NEW YORK ─ MiDiagnostics is developing a breath test that catches aerosols carrying SARS-CoV-2 viral particles for testing by a qPCR instrument in a bid to increase the throughput of rapid testing at airports and other settings.

The company, based in Leuven, Belgium, is doing feasibility testing of a pre-commercial prototype at Brussels International Airport to gather information that will inform the final design of the test and prepare it for validation.

All going to plan, the firm will launch a breath test that consists of a silicon capture device, disposable test card, and small qPCR instrument sometime next year with the aim of cutting testing time to less than half an hour, said MiDiagnostics CEO Katleen Verleysen.

Combining breath as a sample with qPCR for detection is a new approach to diagnosing SARS-CoV-2, and the test will need extensive validation before it can be cleared by regulators and launched by MiDiagnostics.

Verleysen said the timeline for a potential launch of such as test is uncertain and more development is needed to prepare it for manufacturing, but the firm is aiming to launch it in 2022.

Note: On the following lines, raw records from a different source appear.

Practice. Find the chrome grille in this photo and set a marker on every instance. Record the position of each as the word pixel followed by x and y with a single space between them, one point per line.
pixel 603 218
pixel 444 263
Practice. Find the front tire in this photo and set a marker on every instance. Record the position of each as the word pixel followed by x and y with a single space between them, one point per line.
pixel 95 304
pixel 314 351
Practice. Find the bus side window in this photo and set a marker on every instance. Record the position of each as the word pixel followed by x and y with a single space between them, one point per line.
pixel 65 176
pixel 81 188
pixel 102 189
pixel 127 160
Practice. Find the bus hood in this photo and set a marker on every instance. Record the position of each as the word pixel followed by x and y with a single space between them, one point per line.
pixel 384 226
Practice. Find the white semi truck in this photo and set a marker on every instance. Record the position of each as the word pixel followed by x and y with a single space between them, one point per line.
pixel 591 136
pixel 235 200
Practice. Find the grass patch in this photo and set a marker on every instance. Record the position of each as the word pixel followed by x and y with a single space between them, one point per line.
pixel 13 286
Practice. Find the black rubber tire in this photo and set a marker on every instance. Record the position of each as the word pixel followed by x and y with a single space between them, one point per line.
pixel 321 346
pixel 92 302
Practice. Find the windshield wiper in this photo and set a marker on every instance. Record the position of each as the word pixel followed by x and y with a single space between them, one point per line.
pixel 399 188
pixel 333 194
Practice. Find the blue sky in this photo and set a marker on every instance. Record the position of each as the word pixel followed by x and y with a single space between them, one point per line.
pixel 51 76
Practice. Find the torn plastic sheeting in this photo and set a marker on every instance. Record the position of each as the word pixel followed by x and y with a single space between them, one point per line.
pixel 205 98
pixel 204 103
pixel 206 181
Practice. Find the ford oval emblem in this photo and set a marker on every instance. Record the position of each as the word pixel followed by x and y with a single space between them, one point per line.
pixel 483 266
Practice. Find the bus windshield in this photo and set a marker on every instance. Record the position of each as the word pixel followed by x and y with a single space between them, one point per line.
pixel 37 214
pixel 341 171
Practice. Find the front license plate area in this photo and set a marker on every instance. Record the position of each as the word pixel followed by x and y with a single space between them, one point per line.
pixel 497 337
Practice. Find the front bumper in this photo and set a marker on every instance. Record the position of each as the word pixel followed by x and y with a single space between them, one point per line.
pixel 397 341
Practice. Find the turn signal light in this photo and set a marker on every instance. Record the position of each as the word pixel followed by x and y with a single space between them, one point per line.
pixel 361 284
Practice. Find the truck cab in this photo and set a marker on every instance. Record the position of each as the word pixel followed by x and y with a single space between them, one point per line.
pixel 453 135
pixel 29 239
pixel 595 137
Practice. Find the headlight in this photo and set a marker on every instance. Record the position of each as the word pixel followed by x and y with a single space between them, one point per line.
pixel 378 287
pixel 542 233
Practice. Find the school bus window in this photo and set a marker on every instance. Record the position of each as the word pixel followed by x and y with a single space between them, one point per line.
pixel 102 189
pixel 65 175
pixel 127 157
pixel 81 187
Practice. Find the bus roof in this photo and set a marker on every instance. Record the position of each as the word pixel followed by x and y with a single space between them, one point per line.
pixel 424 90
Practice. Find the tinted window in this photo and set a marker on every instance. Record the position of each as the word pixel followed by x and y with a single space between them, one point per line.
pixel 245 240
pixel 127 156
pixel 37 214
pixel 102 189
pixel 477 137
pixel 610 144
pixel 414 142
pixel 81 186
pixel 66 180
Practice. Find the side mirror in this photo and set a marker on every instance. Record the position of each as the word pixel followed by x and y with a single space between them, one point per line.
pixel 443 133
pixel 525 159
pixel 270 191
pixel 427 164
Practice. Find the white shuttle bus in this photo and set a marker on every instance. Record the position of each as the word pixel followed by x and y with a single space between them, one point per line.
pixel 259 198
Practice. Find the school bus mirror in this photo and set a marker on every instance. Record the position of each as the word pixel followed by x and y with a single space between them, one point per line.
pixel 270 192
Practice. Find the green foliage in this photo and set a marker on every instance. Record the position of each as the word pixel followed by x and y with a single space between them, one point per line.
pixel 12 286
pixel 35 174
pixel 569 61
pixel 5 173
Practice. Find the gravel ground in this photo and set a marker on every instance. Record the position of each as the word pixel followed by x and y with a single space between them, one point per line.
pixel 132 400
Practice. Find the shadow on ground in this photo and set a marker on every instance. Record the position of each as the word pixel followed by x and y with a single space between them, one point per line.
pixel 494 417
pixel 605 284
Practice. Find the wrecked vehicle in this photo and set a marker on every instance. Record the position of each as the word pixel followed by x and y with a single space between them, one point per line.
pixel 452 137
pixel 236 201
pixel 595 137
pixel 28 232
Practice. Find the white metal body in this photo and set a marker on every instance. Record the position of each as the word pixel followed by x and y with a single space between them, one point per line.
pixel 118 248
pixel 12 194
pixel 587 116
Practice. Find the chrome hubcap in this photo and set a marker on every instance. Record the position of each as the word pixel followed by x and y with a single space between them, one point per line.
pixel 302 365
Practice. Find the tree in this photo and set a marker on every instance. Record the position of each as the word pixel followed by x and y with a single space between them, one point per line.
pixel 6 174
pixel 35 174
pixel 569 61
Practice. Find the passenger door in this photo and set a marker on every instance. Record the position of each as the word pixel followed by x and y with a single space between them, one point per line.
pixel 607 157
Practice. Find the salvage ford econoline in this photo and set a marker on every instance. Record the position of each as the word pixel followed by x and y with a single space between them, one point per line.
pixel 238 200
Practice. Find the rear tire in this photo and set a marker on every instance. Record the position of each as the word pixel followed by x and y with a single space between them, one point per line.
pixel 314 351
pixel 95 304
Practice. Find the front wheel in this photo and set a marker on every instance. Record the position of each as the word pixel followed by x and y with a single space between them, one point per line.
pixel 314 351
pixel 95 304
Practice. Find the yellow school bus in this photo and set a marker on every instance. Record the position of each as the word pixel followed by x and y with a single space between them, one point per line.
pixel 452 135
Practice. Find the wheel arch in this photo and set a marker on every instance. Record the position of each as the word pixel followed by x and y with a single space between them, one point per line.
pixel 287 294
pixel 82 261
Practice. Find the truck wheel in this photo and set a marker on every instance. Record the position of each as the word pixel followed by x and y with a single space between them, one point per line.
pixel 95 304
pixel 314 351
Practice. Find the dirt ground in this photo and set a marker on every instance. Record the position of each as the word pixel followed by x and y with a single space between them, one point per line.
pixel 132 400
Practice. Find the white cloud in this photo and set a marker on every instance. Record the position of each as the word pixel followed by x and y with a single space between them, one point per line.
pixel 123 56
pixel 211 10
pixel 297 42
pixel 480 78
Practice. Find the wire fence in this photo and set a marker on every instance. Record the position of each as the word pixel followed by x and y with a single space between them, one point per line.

MiDiagnostics last month announced it had licensed technology from Imec, an R&D organization based in Belgium, that had developed a silicon sieve that captures breath aerosols.

In 2015, Imec and Johns Hopkins University spun out MiDiagnostics to commercialize diagnostic testing technology they were jointly developing that leverages a silicon, nanofluidic processor which is at the core of the current test instruments MiDiagnostics is developing.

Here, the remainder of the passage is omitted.